Sub-claim Evidence in article Type Strength Gaps / What to verify
Ukraine damaged/destroyed ~⅓ of Russia’s strategic cruise-missile carriers; ~$7B loss Ukrainian statements; list of bases hit (Murmansk→Irkutsk) Party claims Medium-Low Independent sat imagery; aircraft counts pre/post; sortie data; insurance/repair timelines
Method: cheap drones infiltrated by truck; remote control via local networks; partial autonomy Reported operational sketch Anecdotal/OSINT-style Medium Hardware IDs, comms paths, recovered wreckage; EW logs
Surprise is more—not less—vital in a sensor-saturated battlespace Oct-7 deception; Israeli decapitation strikes on Hezbollah leadership/comms; historic stratagems Comparative cases Medium Scope/attribution of leadership strikes; causal chain to claimed strategic outcomes
Large fixed assets in U.S./allied theaters are first-strike vulnerable (“Pearl Harbor Pearl Harbor”) Expert quote; examples (first island chain bases, ships in port, B-2s, containers) Expert opinion Medium-High (conceptual) Current hardening/dispersion levels; magazine depth; base resilience metrics
Policy: Ukrainian strikes help coercion in talks; “escalation” objections confuse self-defense with provocation Reasoned argument; cites Russian demands (“surrender”) Normative analysis Medium Track U.S. domestic coalition effects; Russian negotiation behavior post-strikes

D — Discover

  • BDA pack: Commercial satellite series (pre/72h/30d) for each named base; aircraft tail-number inventory; hangar repair imagery.
  • Tactics forensics: Drone types, launch points, comms (cellular vs SAT), autonomy level; Russian EW/air-defense response timelines.
  • Price asymmetry quant: Cost per effect vs restoration costs; airframe replacement time; munitions depletion on defense.
  • Vulnerability audit: U.S./allied fixed-asset dispersion, shelters, passive defenses, deception; logistics chokepoints (ports, fuel, containers) stress tests.
  • Policy outcome tracking: Any shift in Istanbul talks, Russian strike tempo after June 1, U.S. assistance decisions, allied base-hardening programs.
  • Steelman counter: Explore risks of nuclear signaling misread, Russian red-line doctrine, and whether such raids degrade or catalyze escalation control.

E — Evaluate

Verdict: 7.8/10 (compelling framework; empirical claims need external corroboration).
The article excels at translating an OSINT-style episode into strategic lessons: cost-imposition, surprise under sensors, and fixed-asset vulnerability.
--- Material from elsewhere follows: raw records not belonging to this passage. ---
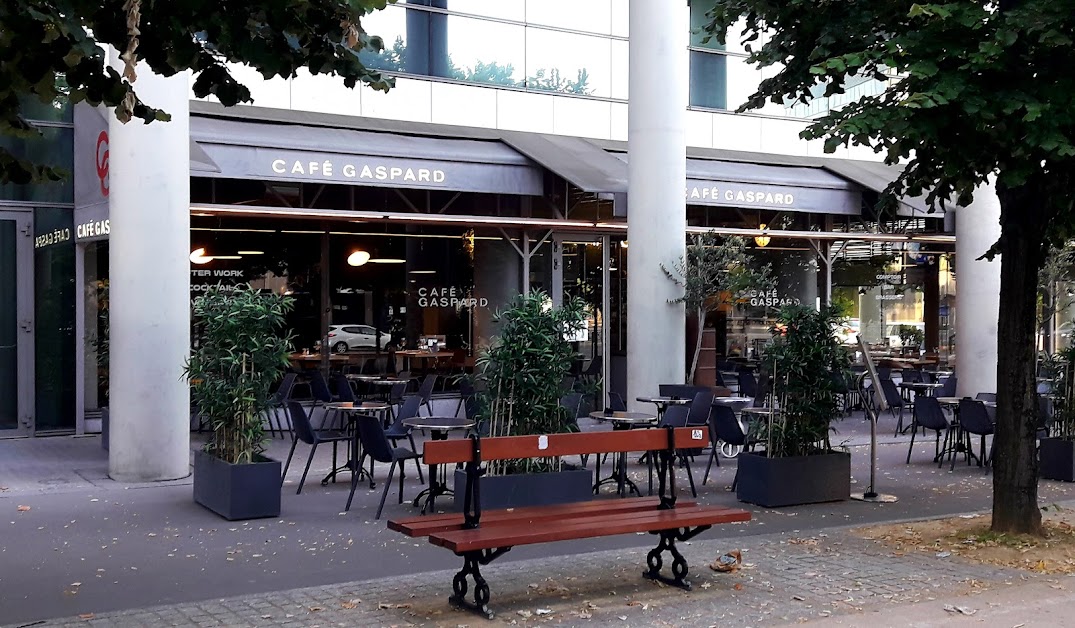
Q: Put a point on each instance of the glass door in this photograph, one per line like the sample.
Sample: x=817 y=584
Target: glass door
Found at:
x=581 y=269
x=16 y=325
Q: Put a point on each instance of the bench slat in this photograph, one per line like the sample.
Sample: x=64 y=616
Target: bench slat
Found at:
x=505 y=536
x=423 y=526
x=564 y=444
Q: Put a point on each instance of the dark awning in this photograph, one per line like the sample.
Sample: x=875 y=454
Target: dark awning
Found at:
x=312 y=154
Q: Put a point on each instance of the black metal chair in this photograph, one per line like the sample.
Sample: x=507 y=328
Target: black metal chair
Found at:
x=974 y=420
x=676 y=416
x=748 y=386
x=376 y=445
x=896 y=402
x=278 y=410
x=305 y=432
x=426 y=391
x=724 y=427
x=930 y=416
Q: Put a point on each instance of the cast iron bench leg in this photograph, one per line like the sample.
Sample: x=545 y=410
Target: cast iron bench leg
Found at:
x=656 y=561
x=472 y=560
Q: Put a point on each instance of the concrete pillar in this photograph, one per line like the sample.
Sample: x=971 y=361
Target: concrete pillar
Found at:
x=149 y=286
x=657 y=213
x=977 y=293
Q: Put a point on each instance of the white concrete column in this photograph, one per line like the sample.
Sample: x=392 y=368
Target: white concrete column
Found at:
x=149 y=286
x=657 y=177
x=977 y=293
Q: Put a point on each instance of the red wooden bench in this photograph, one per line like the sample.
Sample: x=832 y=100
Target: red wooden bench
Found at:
x=481 y=538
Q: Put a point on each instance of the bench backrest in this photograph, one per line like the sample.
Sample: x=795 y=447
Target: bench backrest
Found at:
x=562 y=444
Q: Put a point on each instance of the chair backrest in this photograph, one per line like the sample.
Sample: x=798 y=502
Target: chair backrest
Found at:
x=748 y=386
x=973 y=417
x=675 y=416
x=284 y=390
x=410 y=408
x=726 y=427
x=343 y=389
x=891 y=395
x=374 y=441
x=426 y=390
x=700 y=409
x=928 y=413
x=572 y=401
x=616 y=402
x=948 y=386
x=300 y=422
x=318 y=387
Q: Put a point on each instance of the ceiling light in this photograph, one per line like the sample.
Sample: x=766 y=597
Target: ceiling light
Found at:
x=762 y=241
x=198 y=256
x=358 y=258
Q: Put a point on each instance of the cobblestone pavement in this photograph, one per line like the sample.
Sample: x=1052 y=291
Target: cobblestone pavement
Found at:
x=784 y=580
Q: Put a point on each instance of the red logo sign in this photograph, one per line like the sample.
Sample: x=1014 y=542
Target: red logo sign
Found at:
x=102 y=161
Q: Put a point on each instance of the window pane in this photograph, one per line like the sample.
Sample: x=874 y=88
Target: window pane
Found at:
x=588 y=15
x=720 y=82
x=570 y=63
x=54 y=147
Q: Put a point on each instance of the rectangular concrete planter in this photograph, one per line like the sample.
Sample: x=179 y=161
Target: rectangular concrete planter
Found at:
x=793 y=481
x=1057 y=459
x=238 y=491
x=524 y=489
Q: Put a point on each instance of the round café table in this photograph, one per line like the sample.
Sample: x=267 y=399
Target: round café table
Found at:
x=439 y=428
x=349 y=409
x=622 y=419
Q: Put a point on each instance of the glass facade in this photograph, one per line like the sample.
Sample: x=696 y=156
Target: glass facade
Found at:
x=562 y=46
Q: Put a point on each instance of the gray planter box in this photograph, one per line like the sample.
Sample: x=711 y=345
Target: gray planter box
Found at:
x=524 y=489
x=238 y=491
x=777 y=482
x=1057 y=459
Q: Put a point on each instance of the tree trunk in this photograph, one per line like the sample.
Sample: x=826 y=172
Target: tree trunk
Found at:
x=1015 y=465
x=698 y=345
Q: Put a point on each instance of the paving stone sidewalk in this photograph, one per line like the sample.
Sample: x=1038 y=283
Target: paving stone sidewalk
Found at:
x=784 y=580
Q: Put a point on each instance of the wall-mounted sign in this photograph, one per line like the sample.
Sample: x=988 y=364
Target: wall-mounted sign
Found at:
x=769 y=299
x=448 y=297
x=92 y=229
x=51 y=238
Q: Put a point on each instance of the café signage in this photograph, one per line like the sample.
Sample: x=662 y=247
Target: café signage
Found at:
x=448 y=297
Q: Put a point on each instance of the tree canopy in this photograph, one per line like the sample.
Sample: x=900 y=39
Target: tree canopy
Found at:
x=977 y=91
x=54 y=50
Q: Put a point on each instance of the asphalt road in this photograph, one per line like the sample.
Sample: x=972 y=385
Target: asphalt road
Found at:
x=100 y=546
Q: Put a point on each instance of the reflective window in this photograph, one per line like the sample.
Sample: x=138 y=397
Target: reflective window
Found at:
x=588 y=15
x=568 y=62
x=55 y=147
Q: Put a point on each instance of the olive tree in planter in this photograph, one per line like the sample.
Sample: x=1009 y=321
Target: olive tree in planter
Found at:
x=1057 y=453
x=241 y=352
x=524 y=370
x=799 y=465
x=716 y=271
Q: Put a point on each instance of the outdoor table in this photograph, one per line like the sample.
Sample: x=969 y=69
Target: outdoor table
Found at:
x=619 y=467
x=439 y=428
x=920 y=387
x=354 y=455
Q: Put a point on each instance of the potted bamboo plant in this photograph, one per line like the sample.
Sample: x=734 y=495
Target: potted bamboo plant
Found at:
x=799 y=465
x=524 y=370
x=241 y=352
x=1057 y=453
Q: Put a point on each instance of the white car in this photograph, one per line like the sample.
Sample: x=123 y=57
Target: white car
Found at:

Its prescriptions (urgency, support, countermeasure investment) follow coherently. The weakest link is reliance on Ukrainian tallies and ambitious analogies (e.g., Hezbollah/Assad outcomes) without primary documentation. With verified BDA and a tighter causal chain, this would be a standout brief for planners and policymakers.

Notes
  • Consider an ObviousStuff “Future War Matrix”: Asset (bombers, ports, grids) × Threat (cheap drones, one-way UAVs, saboteurs, comms exploitation) × Counter (dispersion, deception, SHORAD, EW, rapid repair) with cost ratios.
  • Pair with a running log of Ukrainian long-range raid BDA and Russia’s adaptation (hardening, decoys, relocations).